Active Dreaming is a path of real magic


Dreams require action! If we do not do something with our dreams in waking life, we miss out on the magic. Real magic consists of bringing something through from a deeper reality into our physical lives, which is why active dreaming is a way of natural magic – but only if we take the necessary action to bring the magic through.
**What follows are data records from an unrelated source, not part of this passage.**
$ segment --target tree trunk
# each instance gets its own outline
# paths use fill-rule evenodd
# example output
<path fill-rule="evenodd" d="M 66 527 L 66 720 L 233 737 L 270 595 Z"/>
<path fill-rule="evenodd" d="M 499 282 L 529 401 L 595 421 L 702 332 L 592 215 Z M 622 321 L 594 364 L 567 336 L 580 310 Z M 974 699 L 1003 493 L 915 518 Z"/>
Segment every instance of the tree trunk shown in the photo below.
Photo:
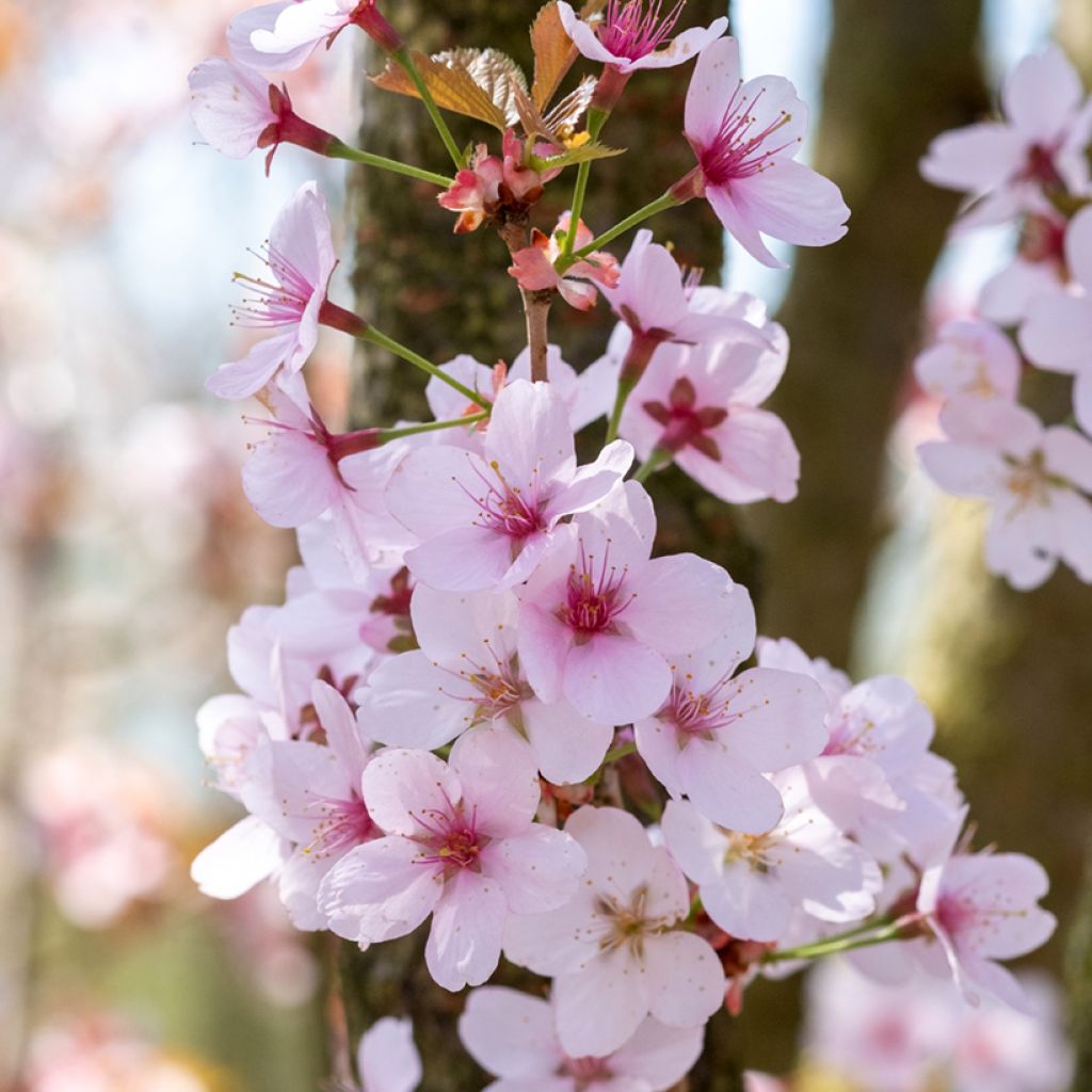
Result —
<path fill-rule="evenodd" d="M 748 511 L 762 543 L 763 631 L 848 663 L 882 527 L 883 448 L 922 296 L 956 210 L 917 162 L 986 107 L 974 62 L 980 0 L 834 0 L 816 167 L 853 211 L 832 247 L 794 258 L 779 314 L 793 343 L 771 408 L 800 449 L 799 497 Z"/>
<path fill-rule="evenodd" d="M 492 46 L 509 52 L 530 69 L 527 27 L 538 4 L 497 4 L 492 0 L 460 0 L 458 11 L 423 0 L 391 5 L 394 21 L 415 48 L 437 51 L 453 46 Z M 691 0 L 688 21 L 711 22 L 723 14 L 725 0 Z M 375 50 L 367 69 L 377 72 L 382 59 Z M 591 69 L 589 69 L 591 70 Z M 641 72 L 634 76 L 616 116 L 603 135 L 615 147 L 633 153 L 597 163 L 584 218 L 605 229 L 627 213 L 662 193 L 692 165 L 681 135 L 682 103 L 688 73 L 679 70 Z M 371 152 L 448 170 L 443 151 L 420 105 L 366 84 L 360 146 Z M 496 138 L 448 116 L 456 141 Z M 654 152 L 652 151 L 654 150 Z M 570 173 L 571 174 L 571 173 Z M 547 191 L 535 210 L 544 229 L 568 206 L 571 179 Z M 480 229 L 454 236 L 453 214 L 440 209 L 436 190 L 403 178 L 364 169 L 351 182 L 349 209 L 356 227 L 354 286 L 358 310 L 384 333 L 437 363 L 458 353 L 471 353 L 483 363 L 511 361 L 526 344 L 519 294 L 505 272 L 508 258 L 496 234 Z M 723 238 L 715 218 L 697 205 L 665 214 L 654 225 L 657 237 L 672 240 L 680 261 L 713 272 L 723 262 Z M 629 239 L 615 248 L 624 253 Z M 707 280 L 715 280 L 709 277 Z M 551 341 L 578 369 L 603 352 L 614 318 L 602 305 L 581 314 L 558 317 L 555 305 Z M 423 383 L 413 369 L 368 346 L 354 382 L 354 425 L 413 419 L 424 412 Z M 652 483 L 661 521 L 657 547 L 696 549 L 725 563 L 737 579 L 750 553 L 736 533 L 727 506 L 700 492 L 674 472 Z M 420 930 L 418 930 L 420 933 Z M 480 1088 L 485 1076 L 462 1049 L 455 1020 L 463 998 L 437 987 L 423 957 L 423 936 L 373 946 L 359 952 L 346 945 L 342 952 L 346 1017 L 351 1042 L 371 1022 L 388 1013 L 414 1018 L 416 1037 L 425 1057 L 423 1092 L 465 1092 Z M 501 964 L 497 982 L 529 986 L 529 976 Z M 542 988 L 541 980 L 534 980 Z M 716 1018 L 707 1038 L 702 1068 L 689 1083 L 690 1092 L 736 1092 L 741 1077 L 731 1052 L 735 1048 L 726 1016 Z"/>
    My term Active Dreaming is my preferred name for my whole approach, which is an original synthesis of modern dreamwork and ancient shamanic techniques for shifting consciousness and traveling in other realities. One of the most important and helpful practices I have created is what I call the Lightining Dreamwork game. It is a simple method that enables us to create a safe space where we can share dreams of the night or dreams of life with a partner, encourage each other to tell our stories well, give helpful feedback, and help each other to take action to bring energy and guidance from the dream into regular life. We do not “interpret” each other’s dreams. Instead, we help each other to become authors of meaning for our own dreams and our own lives. When we offer our thoughts and associations on a dream, we always begin by saying, “If it were my dream”, owning our projections and leaving the dreamer free to settle on their own understanding of the dream.
     Becoming an active dreamer means learning to enter the dreamspace with intention, whenever you choose; in the workshops we do this the shaman’s way, using drumming to fuel and focus journeys through the doorway of a remembered dream or into a new space we wish to explore. Active dreamers are also active with their dreams in regular life. By sharing dreams the right way, we build and deepen relationships and community. No Active Dreaming process is complete until the dreamer has come up with an action plan. Among the possibilities

  • create from a dream: turn the dream into a story or poem. Draw from it, paint from it, turn it into a comic strip
  • take a physical action to celebrate an element in the dream, such as wearing the color that was featured in the dream, traveling to a place from the dream, making a phone call to an old friend who showed up in the dream
  • use an object or create a dream talisman to hold the energy of the dream: A stone or crystal may be a good place to hold the energy of a dream, and return to it.
  • use the dream as a travel advisory: If the dream appears to contain guidance on a future situation, carry it with you as a personal travel advisory. Summarize the dream information on a cue card or hold it in an image you can physically carry.
  • go back into the dream to clarify details, dialogue with a dream character, explore  the larger reality – and have marvelous fun!
How do you get really good at this? The answer is the same, in any field: practice, practice. Malcolm Gladwell has popularized the idea that it requires 10,000 hours of practice to get really good in any chosen field. If this is true, then dreamers have a long head start. All of us are dreaming every night, not only in sleep but in the twilight state of hypnanogia. And if we learn to read the world around us as a book of symbols and to navigate by synchronicity, we can put in our hours in this fun and magical way too, quite effortlessly.
    I’ll admit, there will be some effort involved to become a true master of the dreamways. I can teach you to swim, but you’ll need to grow your own courage and accumulate your own experience of riptides and what lives in the deep before you are ready for the ocean where shamans and mystics swim while madmen drown.